Pam’s Perspective
From the…
Pam Otto is the Manager of Natural Programs and Interpretive Services for the St. Charles Park District
July 26, 2012
This year promises to be big for gardeners. Plenty of rain along with a few steamy days of what my grandfather the farmer used to call “good growing weather” have made for loads of lush vegetation heavy with flowers and fruit.
Even in my little garden, which really isn’t much more than a few determined plants scattered amid a patch of dirt, is looking rather bountiful this season. But tomatoes, peppers and eggplants aside, what I’m most proud of this season is my bumper crop of Braconidae, or braconid wasps.
I didn’t purposely produce these most beneficial insects but rather was lucky to have exactly the right pieces fall into place. My veggies of choice, tomatoes, peppers and eggplant, all are members of the Solanaceae, or nightshade, family. This diverse group also includes potatoes, tobacco and petunias—plants with certain botanic characteristics in common, as well as one other important trait: They are a favorite food plant for hornworms—the caterpillars of various species of hawkmoths, also known as sphinx moths.
In our area, the predominant species is Manduca sexta, the six-spotted hawkmoth or tobacco hornworm. Despite its common name, these caterpillars commonly are found on tomato plants. With nothing to do but cling to the stem and eat, a couple of hornworms can defoliate an entire tomato plant in a matter of days. If present in greater numbers, hornworms can cause an entire crop to go down in frass (another name for, you know, insect poop).
So imagine my delight earlier this week when I spied, not only a tobacco hornworn on one of my tomato plants, but also a smattering of white. I looked closer and there they were: neat
rows of white cocoons, each about the size of a grain of rice, protruding from the caterpillar’s back and sides.
Softie that I am, I winced a bit at the thought of what was going on. The caterpillar, though still alive and relatively plump, was being eaten from the inside out by the larvae of Cotesia congregata, a tiny braconid wasp.
Measuring less than 1/4 in. in length, these guys are small, for sure, but pack a powerful, many pronged punch that is mechanical and biological as well as viral in nature.
Female Cotesia are equipped with a needle-like appendage called an ovipositor which, as the name implies, is used to deposit eggs. When a suitable hornworm host is found, the female wasp pierces its exoskeleton with her egg-laying apparatus.
That’s cool.
But what’s even cooler is, in addition to depositing several dozen eggs, she also inserts a polydnavirus (read polyDNAvirus) into the luckless larva.
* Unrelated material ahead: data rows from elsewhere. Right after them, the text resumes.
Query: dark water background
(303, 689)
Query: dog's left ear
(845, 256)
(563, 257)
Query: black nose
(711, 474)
This virus attacks the caterpillar’s immune system and renders it unable to encapsulate the wasp eggs; it also halts the caterpillar’s development, so it can’t pupate and transform into a moth. Amazingly, the virus also changes the caterpillar’s metabolism so that it can survive longer without food or water—thus ensuring a nurturing environment for all the young wasps to come.
Basically comatose but still alive, the caterpillar becomes a living, breathing brood chamber. Inside its body the wasp eggs hatch and the larvae begin consuming their macabre meals of caterpillar bodily fluids. As the caterpillar gamely clings to a plant stem, the baby wasps grow to their final instar, or stage of larval development. They then chew their way to the surface, spin their small, white cocoons and pupate. After a few more days, the adult wasps emerge and fly away while their host caterpillar, saggy and sunken, drops off the plant and dies.
With their wide range of unique qualities, both hornworms and braconid wasps are used extensively for classroom study as well as biomedical research. With so many people watching these charismatic creatures, it’s no wonder that they now have their own “Hornworm Meets Alien” YouTube video. Thanks to the folks at Purdue Extension Entomology in West Lafayette, IN, you can view the entire saga, in just over two minutes, at http://www.youtube.com/watch?v=nZZyJQNmOV8.
Or, if YouTube’s not your thing, but gardening is, look over your tomato plants (and peppers and eggplants) to see if you can spot any hornworms. If you do, try to resist the temptation to squish or drown them on the spot; instead, let them feast a few more days. You’ll sacrifice a few plant stems, but in return you may be rewarded with your own bumper crop of Braconidae.